Musik hat die besondere Kraft, Menschen zu verbinden, Emotionen hörbar zu machen und Räume mit Leben und Gemeinschaft zu füllen. Genau dies wurde in der Pfingstwoche in der Pfarrkirche Montan eindrucksvoll spürbar.
Mit viel Energie, Klangfarbenreichtum und Begeisterung verwirklichte der Kirchenchor Montan in der Pfingstwoche gleich zwei besondere Konzertprojekte. Lateinamerikanische Rhythmen, jazzige Klänge und die Freude am gemeinsamen Musizieren machten beide Male zu eindrucksvollen Erlebnissen für Mitwirkende und Publikum.

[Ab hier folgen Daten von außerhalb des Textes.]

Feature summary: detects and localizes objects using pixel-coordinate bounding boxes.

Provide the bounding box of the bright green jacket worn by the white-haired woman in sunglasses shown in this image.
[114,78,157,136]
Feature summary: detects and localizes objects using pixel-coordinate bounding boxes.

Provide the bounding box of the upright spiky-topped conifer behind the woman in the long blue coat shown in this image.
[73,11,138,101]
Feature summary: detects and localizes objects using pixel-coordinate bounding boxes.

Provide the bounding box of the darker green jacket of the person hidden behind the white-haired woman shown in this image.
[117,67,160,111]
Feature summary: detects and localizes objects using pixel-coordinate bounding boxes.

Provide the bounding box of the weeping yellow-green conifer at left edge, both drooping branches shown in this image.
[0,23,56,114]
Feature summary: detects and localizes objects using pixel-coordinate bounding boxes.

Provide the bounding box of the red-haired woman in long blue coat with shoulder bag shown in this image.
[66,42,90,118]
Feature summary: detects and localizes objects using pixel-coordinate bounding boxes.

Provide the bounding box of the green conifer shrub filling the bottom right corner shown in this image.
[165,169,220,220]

Ein starkes Miteinander zweier Chöre
Am Pfingstsonntag wurde die Messe zu einem musikalischen Höhepunkt: Gemeinsam mit dem Jugendchor LautStork brachte der Kirchenchor die Kleine Latin-Messe von Martin S. Müller zur Aufführung – ein Werk, das mit seinen mitreißenden Rhythmen und seiner Lebendigkeit sofort ins Ohr und ins Herz geht. Unter der Leitung von Ulrich Welsch wuchs aus vielen Stimmen ein gemeinsamer Klangkörper, der von gegenseitiger Aufmerksamkeit und musikalischer Neugier getragen wurde. Das Projekt fand bei allen Beteiligten großen Anklang und wurde mit viel Engagement umgesetzt.

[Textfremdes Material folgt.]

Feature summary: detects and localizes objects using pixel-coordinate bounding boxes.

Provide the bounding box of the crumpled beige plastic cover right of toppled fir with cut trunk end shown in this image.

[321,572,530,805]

Ein musikalisches Glanzlicht setzte das „Gloria Patri“ von Sally K. Albrecht. In eindrucksvoller Weise traten die beiden Chöre als Doppelchor in Dialog: Der Kirchenchor eröffnete, der Jugendchor antwortete. Durch die Aufstellung links und rechts im Kirchenraum entstand ein lebendiges musikalisches Wechselspiel, das den Kirchenraum erfüllte. In den gemeinsamen Passagen verschmolzen die Stimmen zu einem kraftvollen, warmen Gesamtklang – ein Moment, der Gänsehaut auslöste.
Klangvolle „Lange Nacht der Kirchen“
Nur wenige Tage später, am Freitag, 29. Mai 2026, setzte der Kirchenchor im Rahmen der „Langen Nacht der Kirchen“ einen weiteren musikalischen Akzent. Die Pfarrei Montan beteiligte sich an der landesweiten Initiative und öffnete ihre Türen für einen besonderen Konzertabend.
Mit der Latin Jazz Mass von Martin Völlinger präsentierte der Kirchen hor unter der Leitung von Ulrich Welsch ein Werk, das Spiritualität und moderne Klangwelten verbindet. Jazz- und Latin-Elemente verliehen der Aufführung eine mitreißende Dynamik und sorgten für eine besondere Atmosphäre im Kirchenraum.
Bereichert wurde das Konzert durch die Mitwirkung von Nadia Coin (Sopran und Bass), Moritz Mariz (Saxophon) und Emil Mair (Schlagzeug), deren Beiträge den Klang zusätzlich farbig und lebendig machten. Einfühlsam und verbindend führte Manuela Weber – in Vertretung von Gottfried Ugolini – mit ihren Worten durch den Abend.
Die „Lange Nacht der Kirchen“ fand zeitgleich in Südtirol, Österreich und weiteren Diözesen statt. Unter dem Motto „MUTeinander“ stand das gemeinsame Erleben im Mittelpunkt – ein Mut, der sich im Miteinander, im Zuhören und im gemeinsamen Musizieren zeigt.
Die Begeisterung im Publikum war spürbar. Beim anschließenden Umtrunk klang der Abend in geselliger Runde aus – erfüllt von Musik, Begegnung und vielen schönen Eindrücken.